Modeling stormwater transport through unsaturated green roof substrates
Licentiate thesis, 2018
In recent decades there has been an increase in research regarding green roofs and similar technologies. This increased interest is driven by the requirements of urban development and its effects both on humans and the environment. Additionally, the predicted increase in weather severity in the future is raising concerns on the capabilities of urban environments and their stormwater management systems to cope with the increase.
Green roofs can be used as a space-conscious solution for improving stormwater management in urban areas as well as contributing to, for example, building protection and pollution and noise reduction. In order to fully utilize them effectively for stormwater runoff reduction it is necessary to quantify their effect and optimize their performance in a given climate. This optimization can take the form of placement on structures or by design within the green roof construction itself.
This work focuses on optimization of design by applying computational fluid dynamics and lattice Boltzmann theory to the soil growth substrate. Computational fluid dynamics is used for modeling the flow through the green roof growth substrate (soil layer) at the macrososcopic scale while a lattice Boltzmann model is applied to the mesoscopic (soil particle) scale.

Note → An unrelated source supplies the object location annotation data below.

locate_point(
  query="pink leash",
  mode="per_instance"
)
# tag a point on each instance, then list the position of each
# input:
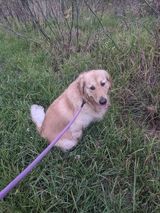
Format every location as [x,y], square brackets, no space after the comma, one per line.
[29,168]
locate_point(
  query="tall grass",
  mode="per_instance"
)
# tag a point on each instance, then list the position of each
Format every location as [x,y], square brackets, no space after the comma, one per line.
[115,167]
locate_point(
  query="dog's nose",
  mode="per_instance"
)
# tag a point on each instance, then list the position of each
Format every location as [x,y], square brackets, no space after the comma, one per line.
[102,100]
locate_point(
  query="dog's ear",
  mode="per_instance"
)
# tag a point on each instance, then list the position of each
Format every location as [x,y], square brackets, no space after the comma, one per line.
[81,84]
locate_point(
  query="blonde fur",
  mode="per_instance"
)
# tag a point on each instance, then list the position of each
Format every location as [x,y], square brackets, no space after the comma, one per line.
[61,111]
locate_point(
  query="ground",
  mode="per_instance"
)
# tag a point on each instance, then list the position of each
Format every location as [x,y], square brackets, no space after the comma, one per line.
[115,167]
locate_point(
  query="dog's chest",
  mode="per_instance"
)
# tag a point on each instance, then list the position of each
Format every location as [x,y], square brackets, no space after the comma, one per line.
[85,118]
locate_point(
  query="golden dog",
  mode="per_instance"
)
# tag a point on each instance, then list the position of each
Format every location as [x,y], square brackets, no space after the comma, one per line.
[92,87]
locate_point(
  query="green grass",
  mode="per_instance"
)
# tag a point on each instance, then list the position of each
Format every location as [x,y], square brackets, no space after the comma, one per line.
[115,167]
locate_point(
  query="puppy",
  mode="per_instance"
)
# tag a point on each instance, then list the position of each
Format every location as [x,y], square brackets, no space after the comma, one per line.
[93,88]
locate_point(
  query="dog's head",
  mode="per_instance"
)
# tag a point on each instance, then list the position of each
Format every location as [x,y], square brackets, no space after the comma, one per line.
[94,87]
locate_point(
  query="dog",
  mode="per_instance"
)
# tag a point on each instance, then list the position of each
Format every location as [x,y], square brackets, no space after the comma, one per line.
[91,87]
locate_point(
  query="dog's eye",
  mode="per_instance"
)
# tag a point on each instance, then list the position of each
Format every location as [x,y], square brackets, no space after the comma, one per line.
[92,88]
[103,83]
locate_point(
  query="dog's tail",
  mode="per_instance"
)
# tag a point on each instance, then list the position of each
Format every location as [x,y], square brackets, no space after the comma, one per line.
[37,115]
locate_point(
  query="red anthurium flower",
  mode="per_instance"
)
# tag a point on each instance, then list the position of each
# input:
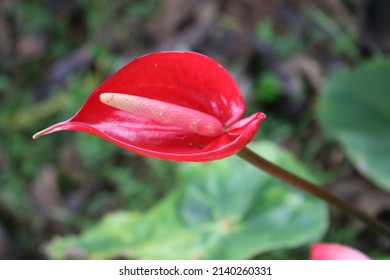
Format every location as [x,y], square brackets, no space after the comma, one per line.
[179,106]
[331,251]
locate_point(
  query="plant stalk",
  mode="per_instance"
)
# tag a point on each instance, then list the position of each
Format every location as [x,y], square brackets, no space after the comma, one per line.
[312,189]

Using these methods, the efficacy at water retention and drainage of given soil particles and full-sized green roofs can be determined. This work covers the framework covering both scales however the methodology is applied only to the mesoscopic scale.

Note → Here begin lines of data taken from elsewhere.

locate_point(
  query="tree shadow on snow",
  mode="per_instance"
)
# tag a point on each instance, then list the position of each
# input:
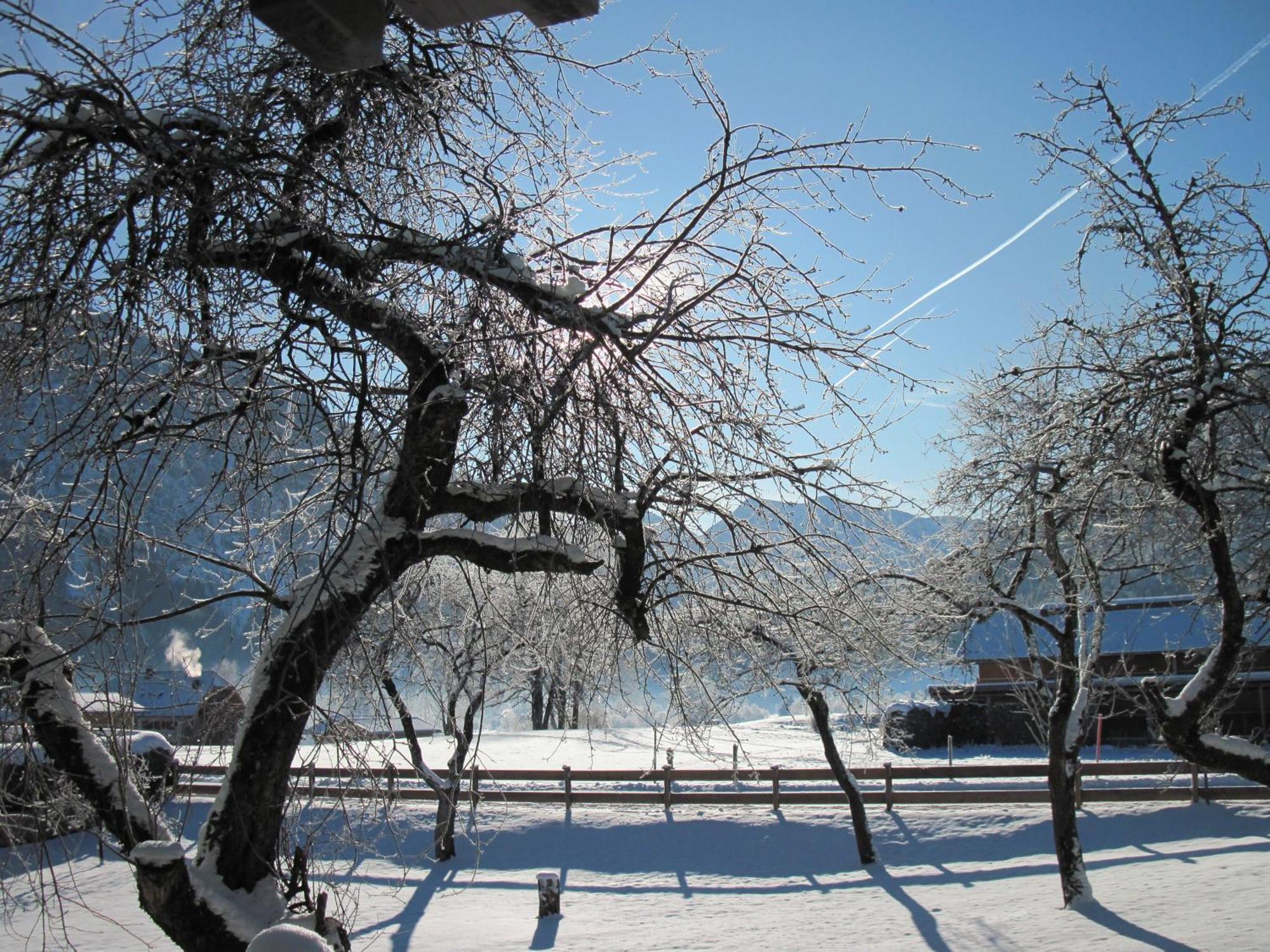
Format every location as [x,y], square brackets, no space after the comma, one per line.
[921,916]
[545,932]
[1098,913]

The focus within the mesoscopic scale is primarily on the hydrophilicity of the particles in the soil and its impact on liquid imbibition. Also included is an exploration on the liquid-air interfacial area and liquid penetration depth to aid in the analysis of the results. The findings of the study suggest particle hydrophilicity plays an important role in the imbibition process, particularly under light to medium rainfall conditions. In addition a pore blocking phenomenon is identified which requires further analysis. Finally, plans for future work and the closure of the two-framework methodology proposed in this work is discussed.